Dalam laman resmi perusahaan, Data Center ini ditujukan untuk mendukung aplikasi berbasis AI serta cloud. Hal ini tidak lepas dari tingginya investasi di bidang AI yang dipelopori oleh OpenAI lewat ChatGPT pada 2022 lalu. Di sisi lain, berbagai perusahaan dari berbagai sektor berlomba-lomba mengintegrasikan AI ke dalam produk dan layanan mereka.
Lebih dari setengah dari total investasi itu nantinya akan dialokasikan di Amerika Serikat, ujar Wakil Ketua dan Presiden Microsoft, Brad Smith, dalam blog resmi yang dikutip Senin (6/1/2025)
“Hari ini, Amerika Serikat memimpin perlombaan AI global berkat investasi modal swasta dan inovasi dari perusahaan-perusahaan Amerika, mulai dari start-up yang dinamis hingga perusahaan mapan,” jelasnya.
Baca Juga
Pemegang Saham Microsoft Tolak Cadangan Bitcoin, Harga BTC dan Saham MSFT Kompak Melemah
Kebutuhan akan AI yang membutuhkan daya komputasi yang sangat besar mendorong permintaan data center khusus yang memungkinkan perusahaan teknologi menghubungkan ribuan chip dalam satu kluster.
Microsoft diketahui telah mengucurkan miliaran dolar untuk memperkuat infrastruktur AI-nya dan memperluas jaringan data center mereka.
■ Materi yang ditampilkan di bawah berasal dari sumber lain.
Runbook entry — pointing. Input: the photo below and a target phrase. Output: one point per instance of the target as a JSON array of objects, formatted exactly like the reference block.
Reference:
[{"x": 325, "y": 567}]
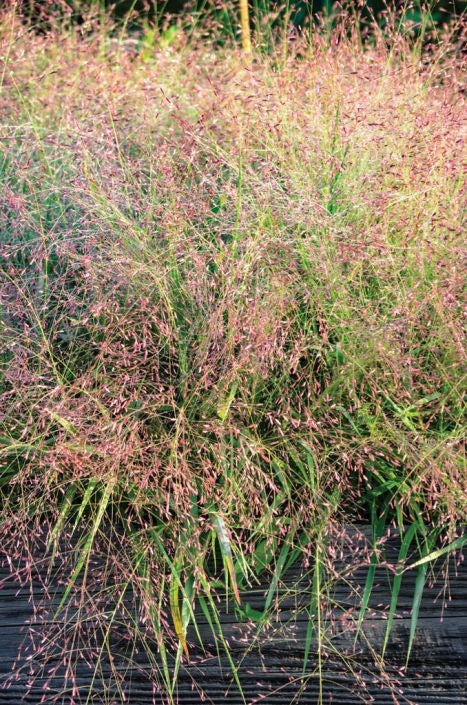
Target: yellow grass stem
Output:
[{"x": 245, "y": 24}]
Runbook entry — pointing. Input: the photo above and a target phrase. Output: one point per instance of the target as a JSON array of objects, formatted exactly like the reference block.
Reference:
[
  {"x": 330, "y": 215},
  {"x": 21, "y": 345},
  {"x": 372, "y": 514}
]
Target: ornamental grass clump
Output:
[{"x": 231, "y": 320}]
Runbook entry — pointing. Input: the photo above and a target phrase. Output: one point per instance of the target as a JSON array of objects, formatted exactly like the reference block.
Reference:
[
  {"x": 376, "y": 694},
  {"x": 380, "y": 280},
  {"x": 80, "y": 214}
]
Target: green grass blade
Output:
[
  {"x": 106, "y": 495},
  {"x": 453, "y": 546},
  {"x": 407, "y": 540},
  {"x": 417, "y": 599}
]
Para analis juga memprediksi belanja modal Microsoft, termasuk sewa modal, akan mencapai US$ 84,24 miliar pada tahun fiskal 2025, demikian dilansir Visible Alpha. Pada kuartal pertama tahun fiskal 2025 saja, belanja modal perusahaan ini meningkat 5,3% menjadi US$ 20 miliar.
Sebagai pendukung utama OpenAI, Microsoft dianggap sebagai salah satu pemain utama dalam perlombaan AI di kalangan perusahaan teknologi besar, berkat kemitraan eksklusifnya dengan pembuat chatbot AI tersebut.